One way to try to slow down this runaway process of damage is to reduce the input of cholesterol. This is the basis of the success of statins in lowering cardiovascular risk, and the evidence suggests that further lowering of cholesterol levels will reduce that risk to a greater degree. This is still, however, only a stepping stone on the way to an effective and complete solution. PCSK9 inhibition doesn't halt or significantly reverse atherosclerosis, it still only slows it down somewhat. The research community must focus on different mechanisms and strategies, such as perhaps ways to make macrophages more resilient and more effective, allowing them to continue to operate in old people just as well as they do in young people. The SENS approach of removing oxidized lipids via delivery of bacterial enzymes is one example.
Unknown 15 years ago, PCSK9 (proprotein convertase subtilisin/kexin type 9) is now common parlance among scientists and clinicians interested in prevention and treatment of atherosclerotic cardiovascular disease. What makes this story so special is not its recent discovery nor the fact that it uncovered previously unknown biology but rather that these important scientific insights have been translated into an effective medical therapy in record time. Indeed, the translation of this discovery to novel therapeutic serves as one of the best examples of how genetic insights can be leveraged into intelligent target drug discovery.
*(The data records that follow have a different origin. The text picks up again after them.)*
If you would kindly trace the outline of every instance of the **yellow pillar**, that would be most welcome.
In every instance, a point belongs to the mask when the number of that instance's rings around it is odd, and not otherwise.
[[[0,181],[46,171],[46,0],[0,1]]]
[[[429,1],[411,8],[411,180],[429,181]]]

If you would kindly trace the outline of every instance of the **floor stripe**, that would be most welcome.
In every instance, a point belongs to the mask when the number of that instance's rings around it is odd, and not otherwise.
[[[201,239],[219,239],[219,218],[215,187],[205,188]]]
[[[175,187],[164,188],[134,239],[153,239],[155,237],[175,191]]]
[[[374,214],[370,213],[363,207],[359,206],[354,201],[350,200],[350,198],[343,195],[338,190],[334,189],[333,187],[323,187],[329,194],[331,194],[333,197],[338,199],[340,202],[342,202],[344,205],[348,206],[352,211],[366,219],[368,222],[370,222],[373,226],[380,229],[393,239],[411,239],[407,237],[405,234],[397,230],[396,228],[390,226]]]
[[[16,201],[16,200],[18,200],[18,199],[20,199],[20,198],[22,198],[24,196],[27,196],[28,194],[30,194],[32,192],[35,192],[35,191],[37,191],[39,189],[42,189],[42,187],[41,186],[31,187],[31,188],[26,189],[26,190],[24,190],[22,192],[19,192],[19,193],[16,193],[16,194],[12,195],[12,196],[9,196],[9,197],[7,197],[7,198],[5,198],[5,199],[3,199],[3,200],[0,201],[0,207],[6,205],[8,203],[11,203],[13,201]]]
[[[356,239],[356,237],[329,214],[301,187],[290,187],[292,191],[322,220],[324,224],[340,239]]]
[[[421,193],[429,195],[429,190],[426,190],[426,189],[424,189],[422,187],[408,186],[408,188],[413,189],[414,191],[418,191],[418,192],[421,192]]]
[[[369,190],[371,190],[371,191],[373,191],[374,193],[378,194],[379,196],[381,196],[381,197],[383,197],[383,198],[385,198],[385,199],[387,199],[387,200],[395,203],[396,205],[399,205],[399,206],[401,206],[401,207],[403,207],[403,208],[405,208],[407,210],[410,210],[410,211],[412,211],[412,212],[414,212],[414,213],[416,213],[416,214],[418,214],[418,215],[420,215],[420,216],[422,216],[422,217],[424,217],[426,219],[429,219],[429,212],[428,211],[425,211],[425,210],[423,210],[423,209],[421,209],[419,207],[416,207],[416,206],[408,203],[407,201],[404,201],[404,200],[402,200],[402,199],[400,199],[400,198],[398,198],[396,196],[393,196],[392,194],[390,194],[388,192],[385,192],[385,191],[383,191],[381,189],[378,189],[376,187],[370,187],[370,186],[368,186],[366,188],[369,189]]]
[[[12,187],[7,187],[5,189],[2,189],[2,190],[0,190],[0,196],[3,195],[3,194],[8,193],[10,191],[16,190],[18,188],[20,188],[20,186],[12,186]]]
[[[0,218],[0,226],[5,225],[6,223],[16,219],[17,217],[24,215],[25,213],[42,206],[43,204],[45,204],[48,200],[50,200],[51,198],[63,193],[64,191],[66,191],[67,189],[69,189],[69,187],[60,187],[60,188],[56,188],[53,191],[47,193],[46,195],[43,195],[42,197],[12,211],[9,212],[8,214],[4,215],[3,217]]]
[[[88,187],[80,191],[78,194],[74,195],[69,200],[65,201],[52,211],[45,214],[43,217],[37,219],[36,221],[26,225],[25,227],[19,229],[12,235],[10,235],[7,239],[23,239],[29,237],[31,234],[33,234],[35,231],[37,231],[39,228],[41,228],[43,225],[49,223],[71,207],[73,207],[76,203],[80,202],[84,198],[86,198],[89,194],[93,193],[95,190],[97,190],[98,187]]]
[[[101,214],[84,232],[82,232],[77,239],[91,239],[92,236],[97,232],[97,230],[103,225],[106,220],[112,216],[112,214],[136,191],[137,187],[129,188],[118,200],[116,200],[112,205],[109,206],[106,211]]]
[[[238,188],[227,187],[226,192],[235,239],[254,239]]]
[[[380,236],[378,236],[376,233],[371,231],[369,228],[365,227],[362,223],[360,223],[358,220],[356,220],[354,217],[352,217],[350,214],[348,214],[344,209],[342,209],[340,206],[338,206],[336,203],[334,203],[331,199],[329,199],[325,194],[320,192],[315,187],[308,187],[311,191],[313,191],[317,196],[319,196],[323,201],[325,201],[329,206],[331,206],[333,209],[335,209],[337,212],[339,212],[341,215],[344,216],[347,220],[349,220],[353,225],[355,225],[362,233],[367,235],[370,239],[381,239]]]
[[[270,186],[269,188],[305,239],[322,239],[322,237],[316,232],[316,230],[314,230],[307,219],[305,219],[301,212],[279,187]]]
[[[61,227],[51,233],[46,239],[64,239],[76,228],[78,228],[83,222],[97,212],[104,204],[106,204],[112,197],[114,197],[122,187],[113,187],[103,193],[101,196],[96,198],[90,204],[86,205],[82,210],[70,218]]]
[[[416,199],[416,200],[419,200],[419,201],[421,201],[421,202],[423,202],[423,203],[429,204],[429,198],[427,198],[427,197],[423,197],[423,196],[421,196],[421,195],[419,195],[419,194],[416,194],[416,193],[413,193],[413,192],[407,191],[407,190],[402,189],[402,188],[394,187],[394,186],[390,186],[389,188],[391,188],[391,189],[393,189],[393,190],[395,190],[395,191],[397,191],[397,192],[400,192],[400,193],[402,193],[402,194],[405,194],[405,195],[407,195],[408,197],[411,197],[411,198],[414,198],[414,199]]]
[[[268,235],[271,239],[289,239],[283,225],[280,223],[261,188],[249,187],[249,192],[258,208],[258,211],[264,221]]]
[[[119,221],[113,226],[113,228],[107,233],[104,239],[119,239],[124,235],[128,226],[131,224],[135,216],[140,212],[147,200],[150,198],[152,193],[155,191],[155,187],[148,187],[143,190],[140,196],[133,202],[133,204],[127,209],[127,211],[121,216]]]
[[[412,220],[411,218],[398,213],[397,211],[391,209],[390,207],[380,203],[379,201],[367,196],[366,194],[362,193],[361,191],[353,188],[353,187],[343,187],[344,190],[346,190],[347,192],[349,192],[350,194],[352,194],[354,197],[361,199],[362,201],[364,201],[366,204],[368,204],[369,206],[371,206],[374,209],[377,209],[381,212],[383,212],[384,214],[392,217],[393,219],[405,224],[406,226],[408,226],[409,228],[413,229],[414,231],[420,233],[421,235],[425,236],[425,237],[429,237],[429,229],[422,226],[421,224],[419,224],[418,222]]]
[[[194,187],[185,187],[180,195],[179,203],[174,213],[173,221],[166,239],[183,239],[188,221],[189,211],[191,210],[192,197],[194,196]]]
Initial clues were provided by a French family with familial hypercholesterolemia (FH) in 2003. Gain-of-function mutations in PCSK9 were linked with hypercholesterolemia and ultimately uncovered a key new player in lipid metabolism. This seminal discovery led to a series of investigations that demonstrated that loss-of-function (LOF) mutations in PCSK9 associate with lifelong low cholesterol levels and marked reductions in the risk of atherosclerotic cardiovascular disease (ASCVD). The rare individuals with homozygous LOF mutations in PCSK9 (and no circulating protein) demonstrated extremely LDL cholesterol (LDL-C; ≈15 mg/dL), normal health and reproductive capacity, and no evidence of neurological or cognitive dysfunction.
This complementary set of observations has been leveraged into the most important therapy for the treatment of hypercholesterolemia and ASCVD since the introduction of statins. Indeed, the so-called PCSK9 inhibitors, fully human monoclonal antibodies that bind PCSK9, reduce LDL-C by ≈60% and risk of myocardial infarction and stroke by ≈20% after more than 2 years of treatment. Remarkably, these agents antagonizing PCSK9 action were approved by regulatory agencies spanning the globe only a decade after its discovery - although the scientific and medical communities have swiftly uncovered many facets of PCSK9 biology, there is still much to learn.